Lapsus$ posted those screenshots in its channel on Telegram, a messaging service, Monday night. Among other items, the screenshots show an Okta system called SuperUser, specifically for one of Okta’s major customers, Cloudflare. The internet services provider uses Okta to authenticate its own employees.

Within two hours after Lapsus$ posted the screenshot, Cloudflare CEO Matthew Prince said in a tweet that there was “no evidence that Cloudflare has been compromised.” The statement came as observers awaited word from Okta itself about what had happened, but that did not come for another three hours.

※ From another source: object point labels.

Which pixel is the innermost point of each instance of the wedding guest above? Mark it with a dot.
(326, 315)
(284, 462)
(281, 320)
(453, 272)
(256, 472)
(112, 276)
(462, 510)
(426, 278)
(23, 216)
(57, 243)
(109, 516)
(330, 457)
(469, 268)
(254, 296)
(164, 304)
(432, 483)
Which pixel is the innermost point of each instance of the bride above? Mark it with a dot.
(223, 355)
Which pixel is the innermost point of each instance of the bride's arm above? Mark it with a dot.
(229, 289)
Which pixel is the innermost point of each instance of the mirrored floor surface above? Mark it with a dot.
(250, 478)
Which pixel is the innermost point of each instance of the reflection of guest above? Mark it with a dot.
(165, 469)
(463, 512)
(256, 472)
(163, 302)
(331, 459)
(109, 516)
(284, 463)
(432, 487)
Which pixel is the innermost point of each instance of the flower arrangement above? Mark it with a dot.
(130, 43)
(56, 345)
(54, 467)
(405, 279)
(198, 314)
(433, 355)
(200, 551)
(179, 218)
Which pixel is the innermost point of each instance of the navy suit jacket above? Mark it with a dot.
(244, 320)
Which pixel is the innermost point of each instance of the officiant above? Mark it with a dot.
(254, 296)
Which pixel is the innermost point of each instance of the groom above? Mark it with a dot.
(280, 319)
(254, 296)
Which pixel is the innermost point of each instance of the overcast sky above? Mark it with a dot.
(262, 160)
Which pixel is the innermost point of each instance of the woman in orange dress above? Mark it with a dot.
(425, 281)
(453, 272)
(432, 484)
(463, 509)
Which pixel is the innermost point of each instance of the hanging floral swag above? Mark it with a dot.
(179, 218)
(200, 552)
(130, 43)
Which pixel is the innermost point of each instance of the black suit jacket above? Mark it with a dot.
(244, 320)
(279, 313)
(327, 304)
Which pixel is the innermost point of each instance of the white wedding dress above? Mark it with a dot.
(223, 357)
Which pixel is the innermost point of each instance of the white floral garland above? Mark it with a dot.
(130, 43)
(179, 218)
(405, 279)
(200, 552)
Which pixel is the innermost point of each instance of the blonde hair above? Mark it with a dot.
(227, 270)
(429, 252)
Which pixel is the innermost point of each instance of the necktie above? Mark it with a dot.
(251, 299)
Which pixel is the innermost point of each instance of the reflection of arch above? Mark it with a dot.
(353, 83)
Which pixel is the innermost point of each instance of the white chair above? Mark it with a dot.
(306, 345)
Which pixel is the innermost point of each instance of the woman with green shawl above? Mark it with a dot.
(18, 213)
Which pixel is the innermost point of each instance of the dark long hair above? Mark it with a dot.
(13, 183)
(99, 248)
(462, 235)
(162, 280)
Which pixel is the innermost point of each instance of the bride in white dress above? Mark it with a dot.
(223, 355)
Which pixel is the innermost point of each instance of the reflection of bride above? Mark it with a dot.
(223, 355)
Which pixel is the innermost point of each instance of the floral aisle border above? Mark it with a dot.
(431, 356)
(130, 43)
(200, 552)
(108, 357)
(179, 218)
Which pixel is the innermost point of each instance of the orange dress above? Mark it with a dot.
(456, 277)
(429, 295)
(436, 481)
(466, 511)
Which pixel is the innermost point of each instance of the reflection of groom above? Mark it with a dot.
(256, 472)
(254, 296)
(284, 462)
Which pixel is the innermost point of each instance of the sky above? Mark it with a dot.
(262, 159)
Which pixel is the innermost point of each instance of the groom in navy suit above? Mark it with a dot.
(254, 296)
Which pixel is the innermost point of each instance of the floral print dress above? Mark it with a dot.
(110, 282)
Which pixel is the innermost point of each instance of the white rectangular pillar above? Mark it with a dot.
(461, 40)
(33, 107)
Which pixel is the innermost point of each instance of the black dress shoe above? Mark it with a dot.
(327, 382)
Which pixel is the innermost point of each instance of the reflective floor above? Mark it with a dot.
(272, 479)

Just before 4:30 a.m. Eastern Time on Tuesday, Okta CEO Todd McKinnon said in a tweet that Okta detected in January “an attempt to compromise the account of a third party customer support engineer working for one of our subprocessors.” He added that the matter was contained, that the screenshots were from the January event, and that there was “no evidence of ongoing malicious activity.”

For some, the statement seemed to constitute an admission from Okta that it had suffered a security incident in January. Skeptics also said McKinnon’s claim that the compromise was “unsuccessful” did not track with what Lapsus$ seemed to show with its screenshots — that the cybercriminals had successfully gotten into part of Okta’s systems.

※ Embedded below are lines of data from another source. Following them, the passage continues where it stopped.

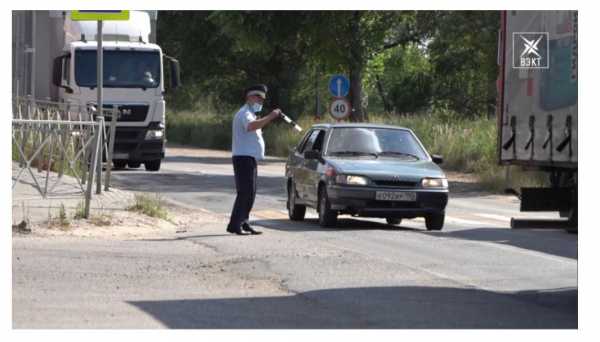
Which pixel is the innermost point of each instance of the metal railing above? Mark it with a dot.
(62, 138)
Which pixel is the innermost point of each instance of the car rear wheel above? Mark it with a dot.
(393, 221)
(435, 221)
(296, 212)
(327, 217)
(152, 165)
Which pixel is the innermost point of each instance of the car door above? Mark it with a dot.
(301, 173)
(313, 172)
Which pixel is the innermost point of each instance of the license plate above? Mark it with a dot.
(396, 196)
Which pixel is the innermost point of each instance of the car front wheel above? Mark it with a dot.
(327, 217)
(295, 211)
(435, 221)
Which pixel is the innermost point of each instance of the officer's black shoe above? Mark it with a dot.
(235, 231)
(246, 227)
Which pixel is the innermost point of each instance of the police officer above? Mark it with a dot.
(248, 147)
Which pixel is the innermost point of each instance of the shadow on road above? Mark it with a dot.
(185, 182)
(215, 160)
(554, 242)
(344, 224)
(374, 307)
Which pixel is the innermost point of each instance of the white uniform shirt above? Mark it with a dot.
(244, 142)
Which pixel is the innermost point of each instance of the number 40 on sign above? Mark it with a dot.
(340, 108)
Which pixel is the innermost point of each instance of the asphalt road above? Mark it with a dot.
(476, 273)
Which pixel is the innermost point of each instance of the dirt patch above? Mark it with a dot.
(123, 224)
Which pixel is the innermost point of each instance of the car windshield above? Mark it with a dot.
(380, 142)
(122, 69)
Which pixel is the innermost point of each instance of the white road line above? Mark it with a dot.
(495, 217)
(473, 223)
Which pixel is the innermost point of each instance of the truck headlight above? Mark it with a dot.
(434, 183)
(154, 134)
(351, 180)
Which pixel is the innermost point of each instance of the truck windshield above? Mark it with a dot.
(122, 69)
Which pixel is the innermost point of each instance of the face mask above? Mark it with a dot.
(256, 107)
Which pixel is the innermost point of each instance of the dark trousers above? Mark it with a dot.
(244, 169)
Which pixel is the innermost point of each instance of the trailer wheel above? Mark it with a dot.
(119, 164)
(152, 165)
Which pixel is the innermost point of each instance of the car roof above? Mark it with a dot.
(356, 125)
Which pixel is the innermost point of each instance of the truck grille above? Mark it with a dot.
(131, 113)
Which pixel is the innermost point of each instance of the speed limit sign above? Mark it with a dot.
(340, 108)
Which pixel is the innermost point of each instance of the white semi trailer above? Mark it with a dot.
(133, 77)
(537, 109)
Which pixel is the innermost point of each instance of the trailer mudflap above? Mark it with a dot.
(546, 199)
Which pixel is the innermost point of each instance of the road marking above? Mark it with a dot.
(269, 214)
(494, 217)
(472, 222)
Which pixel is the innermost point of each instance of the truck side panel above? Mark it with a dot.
(539, 106)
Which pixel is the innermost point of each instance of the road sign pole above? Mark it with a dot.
(99, 67)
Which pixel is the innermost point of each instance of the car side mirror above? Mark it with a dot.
(312, 154)
(175, 72)
(57, 70)
(437, 159)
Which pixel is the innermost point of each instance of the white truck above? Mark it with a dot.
(537, 109)
(134, 74)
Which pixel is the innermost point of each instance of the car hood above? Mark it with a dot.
(384, 168)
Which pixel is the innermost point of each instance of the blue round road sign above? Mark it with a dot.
(339, 86)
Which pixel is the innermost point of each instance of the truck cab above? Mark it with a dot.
(133, 80)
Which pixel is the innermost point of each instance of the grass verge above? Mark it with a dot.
(150, 205)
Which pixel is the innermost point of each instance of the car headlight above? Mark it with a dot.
(351, 180)
(434, 183)
(154, 134)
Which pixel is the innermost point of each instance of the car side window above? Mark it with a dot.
(300, 146)
(310, 141)
(318, 144)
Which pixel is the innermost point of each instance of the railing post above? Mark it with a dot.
(94, 147)
(111, 146)
(99, 154)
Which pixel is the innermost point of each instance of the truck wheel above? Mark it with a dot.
(296, 212)
(435, 221)
(119, 164)
(327, 217)
(393, 221)
(152, 165)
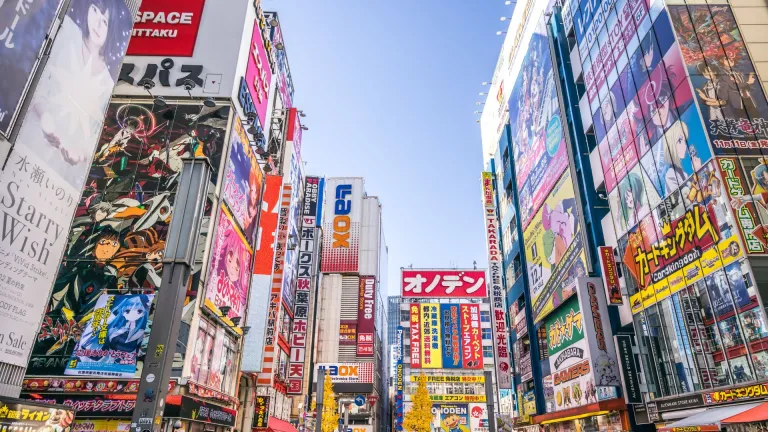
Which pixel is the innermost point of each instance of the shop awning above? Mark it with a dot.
(277, 425)
(756, 414)
(710, 419)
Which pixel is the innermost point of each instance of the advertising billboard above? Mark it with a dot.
(116, 240)
(471, 338)
(728, 93)
(415, 329)
(341, 225)
(443, 283)
(166, 28)
(366, 316)
(112, 337)
(243, 181)
(554, 249)
(431, 350)
(229, 271)
(450, 321)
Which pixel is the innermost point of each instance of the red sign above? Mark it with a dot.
(610, 275)
(415, 329)
(443, 283)
(166, 28)
(472, 344)
(366, 316)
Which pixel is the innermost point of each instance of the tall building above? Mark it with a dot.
(623, 152)
(351, 315)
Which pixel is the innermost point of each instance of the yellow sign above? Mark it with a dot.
(431, 343)
(712, 260)
(457, 398)
(465, 379)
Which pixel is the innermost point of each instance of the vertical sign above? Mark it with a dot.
(499, 320)
(471, 339)
(415, 336)
(610, 276)
(450, 320)
(366, 313)
(431, 356)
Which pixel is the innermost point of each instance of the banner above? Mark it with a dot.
(439, 283)
(243, 181)
(415, 329)
(366, 316)
(554, 249)
(112, 337)
(471, 339)
(451, 321)
(229, 271)
(431, 352)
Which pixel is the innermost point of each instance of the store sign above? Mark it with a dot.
(630, 378)
(166, 28)
(428, 283)
(204, 412)
(261, 413)
(366, 316)
(738, 394)
(610, 275)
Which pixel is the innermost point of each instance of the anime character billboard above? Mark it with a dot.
(112, 337)
(728, 92)
(243, 181)
(554, 249)
(537, 131)
(229, 271)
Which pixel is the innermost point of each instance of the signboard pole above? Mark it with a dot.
(489, 401)
(180, 254)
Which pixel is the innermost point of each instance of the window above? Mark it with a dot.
(485, 316)
(488, 351)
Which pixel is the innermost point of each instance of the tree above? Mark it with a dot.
(419, 417)
(330, 407)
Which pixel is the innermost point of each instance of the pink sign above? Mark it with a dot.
(258, 75)
(443, 283)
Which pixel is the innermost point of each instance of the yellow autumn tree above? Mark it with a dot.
(419, 417)
(330, 407)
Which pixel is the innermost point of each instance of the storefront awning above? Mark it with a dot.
(756, 414)
(710, 419)
(277, 425)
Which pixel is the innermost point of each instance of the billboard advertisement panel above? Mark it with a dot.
(243, 181)
(341, 225)
(366, 316)
(554, 249)
(443, 283)
(112, 337)
(166, 28)
(431, 350)
(229, 271)
(116, 240)
(540, 152)
(471, 339)
(450, 320)
(729, 95)
(415, 329)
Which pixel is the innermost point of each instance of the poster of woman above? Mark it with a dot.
(229, 272)
(243, 182)
(111, 340)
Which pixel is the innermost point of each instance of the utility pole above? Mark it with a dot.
(489, 394)
(177, 264)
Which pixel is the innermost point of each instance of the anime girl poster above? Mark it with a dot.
(112, 337)
(243, 181)
(229, 271)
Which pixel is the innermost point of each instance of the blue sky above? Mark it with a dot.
(389, 88)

In that midst, Forbes published a story describing “fury” toward Okta after the company failed for months to tell customers about a breach, citing “multiple security professionals” who declined to comment on the record to Forbes. Wired published a story citing the security researcher Bill Demirkapi, who said in a tweet the situation was “really, really bad.”

Okta then published another brief update about the incident affirming the “Okta service has not been breached and remains fully operational” and that customers did not need to take any “corrective actions.” It later updated the post to say that a “small percentage of customers” had “potentially been impacted” and had their data “viewed or acted upon.”

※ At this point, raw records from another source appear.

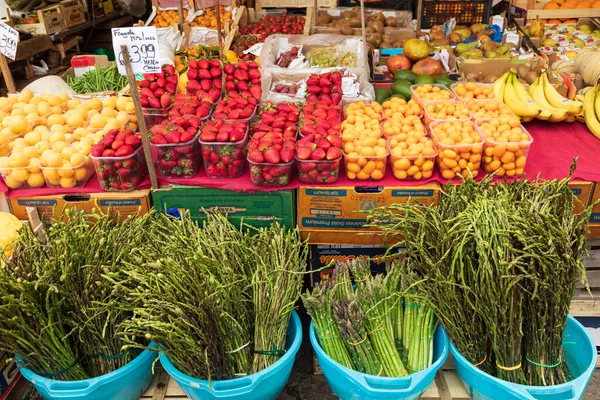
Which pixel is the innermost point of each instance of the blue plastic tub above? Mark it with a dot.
(580, 353)
(348, 384)
(126, 383)
(263, 385)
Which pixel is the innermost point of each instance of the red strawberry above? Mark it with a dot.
(256, 92)
(286, 155)
(233, 171)
(193, 86)
(165, 100)
(254, 74)
(333, 153)
(169, 69)
(171, 88)
(206, 84)
(167, 165)
(172, 137)
(158, 139)
(203, 64)
(229, 69)
(256, 156)
(215, 72)
(133, 141)
(124, 173)
(272, 156)
(97, 150)
(336, 98)
(154, 103)
(318, 154)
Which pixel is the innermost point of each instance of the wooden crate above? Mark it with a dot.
(260, 4)
(51, 20)
(535, 10)
(74, 12)
(247, 15)
(404, 16)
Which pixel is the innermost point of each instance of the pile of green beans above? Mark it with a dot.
(98, 80)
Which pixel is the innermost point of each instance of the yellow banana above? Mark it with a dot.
(597, 102)
(591, 119)
(499, 86)
(557, 100)
(536, 90)
(513, 101)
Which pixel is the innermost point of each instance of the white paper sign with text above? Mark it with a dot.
(9, 38)
(142, 45)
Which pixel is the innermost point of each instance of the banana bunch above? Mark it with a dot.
(541, 101)
(591, 112)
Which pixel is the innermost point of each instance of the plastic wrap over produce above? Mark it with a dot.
(169, 40)
(321, 51)
(49, 85)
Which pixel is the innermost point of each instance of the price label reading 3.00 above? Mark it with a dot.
(9, 38)
(142, 45)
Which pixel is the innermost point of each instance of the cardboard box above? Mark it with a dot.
(108, 6)
(330, 215)
(51, 20)
(96, 7)
(49, 207)
(583, 191)
(74, 12)
(322, 255)
(595, 217)
(258, 209)
(9, 375)
(403, 20)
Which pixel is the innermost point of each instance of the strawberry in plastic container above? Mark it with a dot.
(271, 157)
(204, 76)
(326, 87)
(236, 106)
(224, 147)
(243, 77)
(176, 146)
(277, 117)
(157, 90)
(119, 160)
(319, 158)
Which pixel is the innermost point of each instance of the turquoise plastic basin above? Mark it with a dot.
(580, 353)
(126, 383)
(263, 385)
(348, 384)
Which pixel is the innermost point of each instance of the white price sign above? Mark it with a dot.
(142, 45)
(9, 38)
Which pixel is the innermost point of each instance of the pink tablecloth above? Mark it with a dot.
(551, 154)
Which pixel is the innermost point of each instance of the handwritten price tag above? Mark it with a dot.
(142, 44)
(9, 38)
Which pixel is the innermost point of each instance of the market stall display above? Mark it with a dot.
(452, 145)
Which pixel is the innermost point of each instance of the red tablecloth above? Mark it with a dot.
(552, 152)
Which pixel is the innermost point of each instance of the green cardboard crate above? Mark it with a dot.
(258, 209)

After the update, Lapsus$ trolled Okta in its Telegram channel, including by pointing out Okta customers had only learned that day about a breach that happened in January, a complaint others also made.

“Okta now says 2.5% of customers may have been impacted and they are contacting them,” said Eva Galperin, director of cybersecurity for the policy advocacy group Electronic Frontier Foundation, linking to the Okta update. “This seems like something they should have done two months ago.”

Long after companies including Cloudflare and the cybersecurity firm Kaspersky posted their own timelines and guidance about the attack, Bradbury, the Okta security chief, provided a more definitive update about what exactly happened and did not happen between January and Tuesday.

One of the key details he shared was that it took just under two months for a forensic firm to investigate the January incident on behalf of Sitel, a subprocessor that provides Okta with contract workers for its customer support operations. Lapsus$, Bradbury said, had gained access to the laptop of a Sitel employee.

“The scenario here is analogous to walking away from your computer at a coffee shop, whereby a stranger has (virtually in this case) sat down at your machine and is using the mouse and keyboard,” Bradbury said in a blog post.

Sitel retained a forensics firm to investigate the incident, but it took nearly two months for the firm to complete the assessment and another week for Sitel to share the results with Okta. Bradbury said Sitel shared the report on March 17, and Lapsus$ shared screenshots from the breach five days later — apparently before Okta even fully reviewed the report.

“I am greatly disappointed by the long period of time that transpired between our notification to Sitel and the issuance of the complete investigation report,” Bradbury said in a blog post. “Upon reflection, once we received the Sitel summary report we should have moved more swiftly to understand its implications.”